After shutting down all of our services, the machine still sits at 2.75-2.81GB of Page File usage. To see if this was some sort of memory leak situation, I disabled all of our services, and rebooted the machine. When it came up, the PF usage started at around 600MB and climbed steadily until it hit 2.75GB. I ended up rebooting again, and again, it did the exact same thing. This only leaves 1GB of RAM for our services to use. We tried changing various server settings to coax it into cutting down on it’s memory usage, but nothing really changed.
We did suggest locking the kernel in Physical RAM to prevent it from swapping which did make the server more responsive. It’s more usable than it was before, but still very slow.

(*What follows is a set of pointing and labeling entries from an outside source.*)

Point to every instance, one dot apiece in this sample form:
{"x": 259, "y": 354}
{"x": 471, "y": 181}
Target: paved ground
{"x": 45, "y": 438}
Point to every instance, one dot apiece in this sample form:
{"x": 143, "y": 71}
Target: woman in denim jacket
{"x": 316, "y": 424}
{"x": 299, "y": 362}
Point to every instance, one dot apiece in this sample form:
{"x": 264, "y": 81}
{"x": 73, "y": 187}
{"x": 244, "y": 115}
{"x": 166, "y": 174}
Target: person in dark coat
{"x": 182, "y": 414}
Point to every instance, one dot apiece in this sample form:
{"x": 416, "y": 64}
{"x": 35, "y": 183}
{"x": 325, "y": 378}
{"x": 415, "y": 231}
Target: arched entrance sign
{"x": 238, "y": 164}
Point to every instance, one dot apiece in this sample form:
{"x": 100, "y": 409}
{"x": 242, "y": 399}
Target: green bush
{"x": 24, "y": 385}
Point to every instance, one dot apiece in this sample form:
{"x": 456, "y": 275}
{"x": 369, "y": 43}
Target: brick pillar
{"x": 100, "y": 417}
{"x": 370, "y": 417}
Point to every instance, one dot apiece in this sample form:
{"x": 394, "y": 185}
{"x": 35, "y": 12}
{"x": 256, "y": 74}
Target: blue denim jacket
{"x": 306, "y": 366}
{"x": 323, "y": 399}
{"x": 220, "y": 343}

I was able to benchmark it’s hard drives and they perform as well as our test server (they are approx. 10k rpm drives). So this system should rock if we can figure out what’s eating memory. At this point, it sounds like some sort of VM issue. I started the copy of the slice we have here (secondary slice at our location as opposed to the clients) and it does not behave this way. Something is different between our server and theirs.
I put all the services back up and they are running a little better. However, this thing is on the hairy edge of being out of memory, so it’s only going to get slower. I’ll check it again in the morning to see how it’s running.
Email 2: (this was sent after I requested more specific information on the server/system our VM was running on)
Their system is running ESX, and is a six-server cluster. Each server has 2 quad-core processors, a metric ton of RAM, and is connected to a pretty powerful SAN. The server we are on has 4 others VMs. Our VM is set to request 4 virtual processors, one of the others requests 2 and the others 1, but they were not all running when we were there, so there should be plenty of processor.
The big thing we are noticing is the size of our paging file on our own slice. It is much larger there than on the original slice in our environment. Looking at the Windows Task Manager, you can see the size of the page file, but none of the processes are using anywhere near that much. I suspect fairly strongly that it’s being taken up by the VMWare “balloon” process that it uses to help it manage and balance memory on each slice that it has, but I’m not sure why it would behave so differently in their environment vs. ours.
From what I’ve been reading, it might not be a bad idea to have them re-install the VMWare tools on the slice. Evidently if they are incorrect it can cause this sort of problem, and we did move it from our ESX processor to Workstation and then they imported it back to ESX. But this is a “maybe yea, maybe nea” kinda thing to try, just noting that it was pointed to by VMWare for someone else that had a similar looking issue.
I’m still looking at other possibilities as well.